Calculate enthalpy of neutralization when 0.60 mole of HNO3 neutralize 0.30 mole of NaNO3.

To calculate the enthalpy of neutralization for the reaction between nitric acid (HNO3) and sodium hydroxide (NaOH), we first need to clarify the reaction involved. The neutralization reaction can be represented as follows:

Understanding the Reaction

The balanced chemical equation for the neutralization of nitric acid with sodium hydroxide is:

HNO3 (aq) + NaOH (aq) → NaNO3 (aq) + H2O (l)

In this reaction, one mole of HNO3 reacts with one mole of NaOH to produce one mole of sodium nitrate (NaNO3) and one mole of water (H2O). However, in your question, you mentioned 0.60 moles of HNO3 and 0.30 moles of NaNO3, which seems to indicate a misunderstanding since NaNO3 is a product, not a reactant. Instead, we should focus on the moles of HNO3 and NaOH involved in the reaction.

Identifying the Limiting Reactant

Given that you have 0.60 moles of HNO3, we need an equal amount of NaOH for complete neutralization. If we assume we have enough NaOH, the reaction will proceed as follows:

• 0.60 moles of HNO3 will require 0.60 moles of NaOH.
• Since you mentioned 0.30 moles of NaNO3, it seems we might be looking at a scenario where only half of the available HNO3 is neutralized.

Calculating Enthalpy of Neutralization

The enthalpy of neutralization (\( \Delta H_{neut} \)) is typically defined as the heat change when one mole of acid reacts with one mole of base to form water and a salt.
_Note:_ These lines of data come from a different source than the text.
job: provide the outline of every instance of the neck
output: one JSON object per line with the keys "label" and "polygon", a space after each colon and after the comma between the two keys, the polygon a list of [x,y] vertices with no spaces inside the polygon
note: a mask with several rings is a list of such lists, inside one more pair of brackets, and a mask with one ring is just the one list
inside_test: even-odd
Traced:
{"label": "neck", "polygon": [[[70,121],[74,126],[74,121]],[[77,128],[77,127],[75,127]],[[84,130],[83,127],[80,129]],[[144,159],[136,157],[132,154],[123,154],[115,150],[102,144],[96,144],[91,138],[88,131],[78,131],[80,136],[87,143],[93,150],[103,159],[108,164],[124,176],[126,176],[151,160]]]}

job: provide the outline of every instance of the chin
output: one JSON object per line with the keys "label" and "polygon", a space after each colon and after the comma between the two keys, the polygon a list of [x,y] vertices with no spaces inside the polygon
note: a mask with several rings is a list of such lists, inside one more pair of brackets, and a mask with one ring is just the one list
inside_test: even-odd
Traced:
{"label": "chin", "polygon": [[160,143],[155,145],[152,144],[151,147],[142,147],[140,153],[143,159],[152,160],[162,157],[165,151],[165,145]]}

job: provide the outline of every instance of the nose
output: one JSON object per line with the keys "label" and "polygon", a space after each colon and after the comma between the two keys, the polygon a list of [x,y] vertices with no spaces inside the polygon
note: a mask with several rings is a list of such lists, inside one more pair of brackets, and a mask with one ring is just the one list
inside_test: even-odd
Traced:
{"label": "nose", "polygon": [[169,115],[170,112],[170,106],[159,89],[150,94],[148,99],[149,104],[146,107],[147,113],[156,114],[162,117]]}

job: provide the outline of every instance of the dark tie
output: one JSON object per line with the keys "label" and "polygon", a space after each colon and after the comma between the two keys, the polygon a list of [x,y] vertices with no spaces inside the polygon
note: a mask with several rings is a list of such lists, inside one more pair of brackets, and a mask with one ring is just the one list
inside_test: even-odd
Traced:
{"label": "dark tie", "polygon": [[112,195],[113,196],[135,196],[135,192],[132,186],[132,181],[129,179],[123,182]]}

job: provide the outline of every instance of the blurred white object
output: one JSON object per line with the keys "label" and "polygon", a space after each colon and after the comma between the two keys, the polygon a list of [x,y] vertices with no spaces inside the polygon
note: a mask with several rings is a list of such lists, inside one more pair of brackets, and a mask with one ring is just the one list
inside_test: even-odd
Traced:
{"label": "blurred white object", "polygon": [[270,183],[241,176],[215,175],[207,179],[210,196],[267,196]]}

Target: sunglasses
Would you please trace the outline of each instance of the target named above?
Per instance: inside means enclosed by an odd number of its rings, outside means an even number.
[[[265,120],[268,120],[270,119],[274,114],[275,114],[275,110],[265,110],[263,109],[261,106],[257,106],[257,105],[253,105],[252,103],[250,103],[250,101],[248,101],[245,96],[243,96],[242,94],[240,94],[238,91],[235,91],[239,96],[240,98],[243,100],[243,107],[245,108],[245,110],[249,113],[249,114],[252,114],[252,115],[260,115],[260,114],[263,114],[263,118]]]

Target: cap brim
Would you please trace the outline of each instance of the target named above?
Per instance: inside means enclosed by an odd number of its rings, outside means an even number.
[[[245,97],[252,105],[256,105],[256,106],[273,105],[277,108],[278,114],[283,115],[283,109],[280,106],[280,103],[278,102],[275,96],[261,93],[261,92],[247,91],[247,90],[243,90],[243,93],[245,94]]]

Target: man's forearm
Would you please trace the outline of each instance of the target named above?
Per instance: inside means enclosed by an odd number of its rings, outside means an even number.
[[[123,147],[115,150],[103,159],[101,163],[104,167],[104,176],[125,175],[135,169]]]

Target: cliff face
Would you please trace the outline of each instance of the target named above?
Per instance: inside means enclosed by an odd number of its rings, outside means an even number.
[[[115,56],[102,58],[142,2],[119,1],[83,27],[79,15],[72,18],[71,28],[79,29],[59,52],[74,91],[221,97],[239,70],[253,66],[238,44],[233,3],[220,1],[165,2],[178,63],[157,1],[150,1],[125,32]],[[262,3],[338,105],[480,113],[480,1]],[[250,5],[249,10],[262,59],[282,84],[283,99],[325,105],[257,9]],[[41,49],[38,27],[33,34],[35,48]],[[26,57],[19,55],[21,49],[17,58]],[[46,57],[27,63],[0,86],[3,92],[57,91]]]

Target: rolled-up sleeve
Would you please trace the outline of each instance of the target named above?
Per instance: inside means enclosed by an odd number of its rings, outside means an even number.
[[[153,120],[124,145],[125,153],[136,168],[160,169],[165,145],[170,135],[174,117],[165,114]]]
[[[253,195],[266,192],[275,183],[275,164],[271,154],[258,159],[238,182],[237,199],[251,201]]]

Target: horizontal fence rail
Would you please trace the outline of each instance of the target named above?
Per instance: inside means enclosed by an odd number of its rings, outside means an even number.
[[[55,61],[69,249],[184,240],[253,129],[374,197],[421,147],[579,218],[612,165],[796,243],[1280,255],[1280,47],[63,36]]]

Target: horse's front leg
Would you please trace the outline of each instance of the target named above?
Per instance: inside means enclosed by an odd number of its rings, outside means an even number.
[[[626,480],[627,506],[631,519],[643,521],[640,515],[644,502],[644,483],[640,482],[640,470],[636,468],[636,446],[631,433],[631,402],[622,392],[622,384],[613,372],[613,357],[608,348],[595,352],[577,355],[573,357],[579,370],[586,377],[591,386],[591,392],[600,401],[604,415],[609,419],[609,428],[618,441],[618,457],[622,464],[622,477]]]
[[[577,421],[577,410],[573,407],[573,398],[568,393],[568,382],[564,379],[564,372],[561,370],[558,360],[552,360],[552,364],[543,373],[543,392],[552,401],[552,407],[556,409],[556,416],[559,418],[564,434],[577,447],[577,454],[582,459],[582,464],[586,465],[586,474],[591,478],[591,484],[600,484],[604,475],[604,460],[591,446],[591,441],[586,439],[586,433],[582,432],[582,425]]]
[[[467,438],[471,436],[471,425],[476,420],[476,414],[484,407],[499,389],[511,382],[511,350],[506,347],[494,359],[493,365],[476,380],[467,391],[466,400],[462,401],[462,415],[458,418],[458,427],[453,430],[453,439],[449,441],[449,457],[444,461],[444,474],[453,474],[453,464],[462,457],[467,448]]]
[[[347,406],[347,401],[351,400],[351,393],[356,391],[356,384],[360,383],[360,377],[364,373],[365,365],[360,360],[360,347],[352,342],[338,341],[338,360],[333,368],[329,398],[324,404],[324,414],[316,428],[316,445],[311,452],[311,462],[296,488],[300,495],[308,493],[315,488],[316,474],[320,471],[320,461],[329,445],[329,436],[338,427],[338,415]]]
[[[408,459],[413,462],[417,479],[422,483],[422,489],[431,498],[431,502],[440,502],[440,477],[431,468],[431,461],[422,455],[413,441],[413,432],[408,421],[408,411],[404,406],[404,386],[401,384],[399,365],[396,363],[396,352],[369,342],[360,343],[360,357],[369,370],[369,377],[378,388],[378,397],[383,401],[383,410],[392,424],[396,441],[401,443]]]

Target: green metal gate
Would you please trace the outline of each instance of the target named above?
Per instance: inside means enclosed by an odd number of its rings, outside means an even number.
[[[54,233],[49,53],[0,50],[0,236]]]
This value is generally negative, indicating that the reaction is exothermic.

To find the enthalpy change, we can use the formula:

\( \Delta H_{neut} = \frac{q}{n} \)

Where:

• q = heat absorbed or released (in joules or kilojoules)
• n = number of moles of water produced (which is equal to the moles of acid or base that reacted)

Example Calculation

Assuming we have a standard enthalpy of neutralization for strong acids and bases, which is approximately -57.1 kJ/mol, we can calculate the enthalpy change for the reaction:

Since 0.30 moles of HNO3 would react with 0.30 moles of NaOH to produce 0.30 moles of water, we can calculate the enthalpy change for this amount:

\( \Delta H_{neut} = -57.1 \, \text{kJ/mol} \times 0.30 \, \text{mol} = -17.13 \, \text{kJ} \)

Final Thoughts

The enthalpy of neutralization for the reaction involving 0.30 moles of HNO3 and NaOH would be approximately -17.13 kJ. This indicates that the reaction releases energy, consistent with the exothermic nature of neutralization reactions. If you have any further questions or need clarification on any part of this process, feel free to ask!